This is a draft published here to elicit wider comment. Note that this is only a partial effort at what plainly could be much longer and more detailed document. There are many issues to resolve, and lots of things we need to be clear about. Please feel free to ask any questions or add any comments you may have on one or more of the various discussion lists.
This document is a general overview of the technical considerations that lie behind the Stoa's efforts to promote the widespread use of electronic resources in Humanistic study. Its intended audience is anyone considering authoring a document for publication by the Stoa. It is likely that this group includes people with a very wide range of technical skills and therefore it is difficult for a single document to serve as an introduction to current discussions of electronic publication and at the same time keep the attention of more experienced readers. The approach we take here is to describe general principles illustrated by straightforward examples and to provide pointers to further reading. Readers can therefore use this document either as a starting point for thinking about electronic publication or as a high-level description of the technical criteria by which the Stoa will evaluate submissions.
Because the technical criteria that this document establishes should contribute to the overall goals of the Stoa, these are reviewed here. As presented in the introductory web-page, the Stoa intends:
The second and third goals are the most directly relevant to this document. The World Wide Web has shown the promise and importance of interlinked electronic resources for scholarly collaboration. Taken together projects such as Perseus, The Online Resource Book for Medieval Studies, Diotima, De Imperatoribus Romanis and Suda-On-Line are beginning to construct new modes of accessing and using humanistic materials. When thought of as a collection of sites on the Web, however, this new environment falls short of the well-established requirements of ongoing scholarly discourse in two important ways. Neither the permanence of each resource nor the permanence of any links between these resources is guaranteed. Compare this with the current level of permanence provided by the storage of printed materials in libraries. By means of rare book departments libraries provide access to materials that are hundreds of years old. Via interlibrary loan one can, ideally, track down a reference to any published work. Additonally, so long as a particular edition is cited, the author and reader will use the exact same version. Though the specific processes may change, we expect this happy situation to last into the forseeable future. This is not currently the case for the World Wide Web. Pages are updated, their addresses on the internet change, or they may cease to exist entirely subject to the whims of personal or departmental or institutional support.
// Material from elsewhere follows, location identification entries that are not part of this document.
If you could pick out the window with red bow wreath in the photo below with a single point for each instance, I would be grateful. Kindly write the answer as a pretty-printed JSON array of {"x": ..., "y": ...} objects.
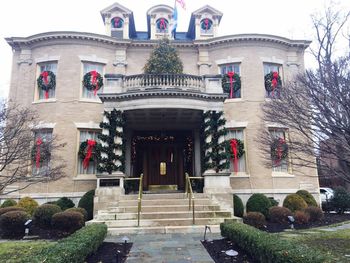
[
  {"x": 231, "y": 82},
  {"x": 272, "y": 81},
  {"x": 93, "y": 81},
  {"x": 279, "y": 149},
  {"x": 89, "y": 151},
  {"x": 40, "y": 152},
  {"x": 46, "y": 81}
]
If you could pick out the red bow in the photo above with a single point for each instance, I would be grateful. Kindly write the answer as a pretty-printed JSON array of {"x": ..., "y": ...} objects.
[
  {"x": 231, "y": 74},
  {"x": 45, "y": 74},
  {"x": 234, "y": 145},
  {"x": 94, "y": 75},
  {"x": 39, "y": 141},
  {"x": 91, "y": 144}
]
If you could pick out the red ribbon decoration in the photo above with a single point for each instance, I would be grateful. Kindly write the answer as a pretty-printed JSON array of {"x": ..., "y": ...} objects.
[
  {"x": 234, "y": 145},
  {"x": 162, "y": 24},
  {"x": 274, "y": 82},
  {"x": 45, "y": 74},
  {"x": 206, "y": 23},
  {"x": 94, "y": 75},
  {"x": 231, "y": 74},
  {"x": 91, "y": 145},
  {"x": 39, "y": 141}
]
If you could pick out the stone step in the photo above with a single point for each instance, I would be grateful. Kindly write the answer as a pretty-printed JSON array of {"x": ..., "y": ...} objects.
[
  {"x": 162, "y": 196},
  {"x": 115, "y": 231},
  {"x": 163, "y": 222},
  {"x": 160, "y": 208},
  {"x": 163, "y": 215},
  {"x": 198, "y": 201}
]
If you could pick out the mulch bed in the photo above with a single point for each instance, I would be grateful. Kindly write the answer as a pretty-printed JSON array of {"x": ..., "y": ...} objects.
[
  {"x": 328, "y": 219},
  {"x": 217, "y": 248},
  {"x": 107, "y": 253}
]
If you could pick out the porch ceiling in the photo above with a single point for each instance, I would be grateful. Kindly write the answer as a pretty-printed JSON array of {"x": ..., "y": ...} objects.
[{"x": 160, "y": 119}]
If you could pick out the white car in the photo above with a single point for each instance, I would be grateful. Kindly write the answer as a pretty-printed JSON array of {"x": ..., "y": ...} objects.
[{"x": 326, "y": 193}]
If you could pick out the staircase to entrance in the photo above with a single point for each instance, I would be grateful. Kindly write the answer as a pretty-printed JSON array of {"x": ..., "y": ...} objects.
[{"x": 161, "y": 213}]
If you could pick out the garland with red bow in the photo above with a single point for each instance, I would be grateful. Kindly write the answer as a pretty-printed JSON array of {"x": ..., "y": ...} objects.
[
  {"x": 279, "y": 150},
  {"x": 46, "y": 81},
  {"x": 236, "y": 151},
  {"x": 40, "y": 152},
  {"x": 231, "y": 82},
  {"x": 272, "y": 82},
  {"x": 93, "y": 81},
  {"x": 89, "y": 151}
]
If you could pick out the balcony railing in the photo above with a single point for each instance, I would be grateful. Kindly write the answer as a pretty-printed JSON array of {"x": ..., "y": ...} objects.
[{"x": 142, "y": 82}]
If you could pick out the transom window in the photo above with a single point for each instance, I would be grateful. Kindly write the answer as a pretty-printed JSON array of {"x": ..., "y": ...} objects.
[
  {"x": 85, "y": 135},
  {"x": 237, "y": 134},
  {"x": 47, "y": 66},
  {"x": 87, "y": 67}
]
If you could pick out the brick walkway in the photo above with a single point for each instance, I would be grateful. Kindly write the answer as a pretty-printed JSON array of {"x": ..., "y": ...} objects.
[{"x": 167, "y": 248}]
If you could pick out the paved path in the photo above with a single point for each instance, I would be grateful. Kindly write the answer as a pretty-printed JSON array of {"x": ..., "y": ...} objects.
[{"x": 167, "y": 248}]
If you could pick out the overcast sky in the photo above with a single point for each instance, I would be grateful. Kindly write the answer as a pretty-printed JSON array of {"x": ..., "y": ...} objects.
[{"x": 21, "y": 18}]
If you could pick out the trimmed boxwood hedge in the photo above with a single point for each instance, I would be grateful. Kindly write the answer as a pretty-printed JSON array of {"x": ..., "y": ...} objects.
[
  {"x": 267, "y": 247},
  {"x": 75, "y": 248}
]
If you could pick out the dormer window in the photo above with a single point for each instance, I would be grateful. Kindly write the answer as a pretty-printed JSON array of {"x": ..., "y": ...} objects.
[
  {"x": 117, "y": 22},
  {"x": 206, "y": 26},
  {"x": 162, "y": 25}
]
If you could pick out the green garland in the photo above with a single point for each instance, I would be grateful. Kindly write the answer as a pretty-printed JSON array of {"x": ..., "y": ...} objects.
[
  {"x": 213, "y": 127},
  {"x": 226, "y": 85},
  {"x": 107, "y": 164},
  {"x": 268, "y": 81},
  {"x": 51, "y": 81},
  {"x": 45, "y": 152},
  {"x": 279, "y": 149},
  {"x": 87, "y": 83},
  {"x": 96, "y": 152}
]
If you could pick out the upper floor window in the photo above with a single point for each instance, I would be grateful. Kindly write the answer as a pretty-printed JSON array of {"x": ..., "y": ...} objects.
[
  {"x": 233, "y": 67},
  {"x": 88, "y": 166},
  {"x": 279, "y": 150},
  {"x": 117, "y": 22},
  {"x": 206, "y": 26},
  {"x": 88, "y": 67},
  {"x": 162, "y": 25},
  {"x": 240, "y": 163},
  {"x": 272, "y": 80},
  {"x": 46, "y": 80},
  {"x": 41, "y": 152}
]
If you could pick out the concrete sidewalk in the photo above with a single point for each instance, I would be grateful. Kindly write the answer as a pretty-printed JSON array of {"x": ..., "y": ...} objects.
[{"x": 167, "y": 248}]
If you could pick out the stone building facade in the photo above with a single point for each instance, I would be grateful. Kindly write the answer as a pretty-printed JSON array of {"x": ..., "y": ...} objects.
[{"x": 162, "y": 116}]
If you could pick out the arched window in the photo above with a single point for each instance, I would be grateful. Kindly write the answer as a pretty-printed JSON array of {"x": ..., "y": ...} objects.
[
  {"x": 162, "y": 25},
  {"x": 117, "y": 22},
  {"x": 206, "y": 26}
]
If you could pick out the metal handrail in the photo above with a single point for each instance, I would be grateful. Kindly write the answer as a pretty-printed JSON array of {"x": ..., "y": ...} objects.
[
  {"x": 190, "y": 196},
  {"x": 139, "y": 199}
]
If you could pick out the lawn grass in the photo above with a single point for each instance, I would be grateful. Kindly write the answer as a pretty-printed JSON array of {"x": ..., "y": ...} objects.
[
  {"x": 335, "y": 243},
  {"x": 19, "y": 251}
]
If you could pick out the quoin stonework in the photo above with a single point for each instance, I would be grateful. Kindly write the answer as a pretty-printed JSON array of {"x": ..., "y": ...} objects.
[{"x": 158, "y": 125}]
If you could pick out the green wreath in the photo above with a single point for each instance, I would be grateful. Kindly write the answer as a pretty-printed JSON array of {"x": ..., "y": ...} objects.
[
  {"x": 270, "y": 78},
  {"x": 240, "y": 148},
  {"x": 51, "y": 77},
  {"x": 226, "y": 85},
  {"x": 87, "y": 81},
  {"x": 45, "y": 153},
  {"x": 96, "y": 151},
  {"x": 279, "y": 149}
]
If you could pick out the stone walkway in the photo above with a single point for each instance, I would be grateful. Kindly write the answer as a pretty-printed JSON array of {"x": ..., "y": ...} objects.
[{"x": 167, "y": 248}]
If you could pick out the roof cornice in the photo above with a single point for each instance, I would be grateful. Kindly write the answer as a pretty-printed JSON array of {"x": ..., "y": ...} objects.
[{"x": 28, "y": 42}]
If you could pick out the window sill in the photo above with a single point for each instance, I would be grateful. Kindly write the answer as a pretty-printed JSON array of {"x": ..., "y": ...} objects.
[
  {"x": 98, "y": 101},
  {"x": 282, "y": 175},
  {"x": 85, "y": 177},
  {"x": 50, "y": 100},
  {"x": 239, "y": 175}
]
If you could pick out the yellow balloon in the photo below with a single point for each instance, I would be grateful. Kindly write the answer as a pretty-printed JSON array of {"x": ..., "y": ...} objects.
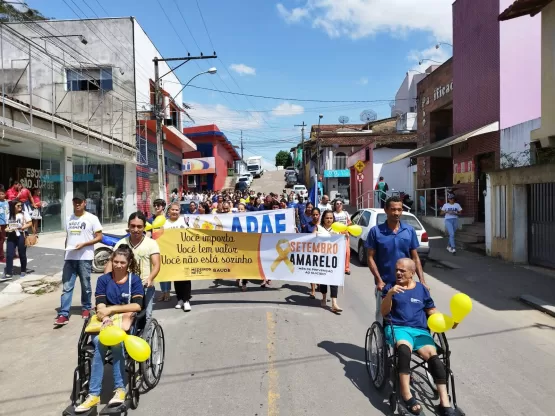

The Stoa hopes to encourage the creation of a new inter-linked electronic environment without losing the advantages of the old printed one. This document describes one part of the process by which this will be accomplished.
One last introductory matter remains. The Stoa will publish any sort of document. Already planned are monographs, primary sources and translations, encyclopedias, interactive geographic resources, and archaeological databases. It is not possible to succinctly present the specific technical criteria by which each of these types will be evaluated. This again requires mixing statements of general principle with specific examples. Readers are, therefore, encouraged to extrapolate a general approach to electronic publication and to raise specific questions in the Stoa sponsored public discussion forum.
An important principle to establish is that the Stoa will evaluate the structure and content of documents but not their appearance. The structure of a document refers to the divisions within a text or database that allow both navigation and reference. For printed books and journals page numbers provide a convenient reference system that is usually combined with divisions such as chapters and sections, usually indicated by bold-faced headings, italicized lines, or other visual cues. These divisions are also used to create external references into a text such as "Chapter 1, p. 85". Clearly electronic documents cannot be divided into pages. They also should not use visual clues to indicate structure. This second point may be less obvious but can easily be explained with a brief example that compares the markup of a book in both HTML and XML. [link to fuller discussion elsewhere of html and xml]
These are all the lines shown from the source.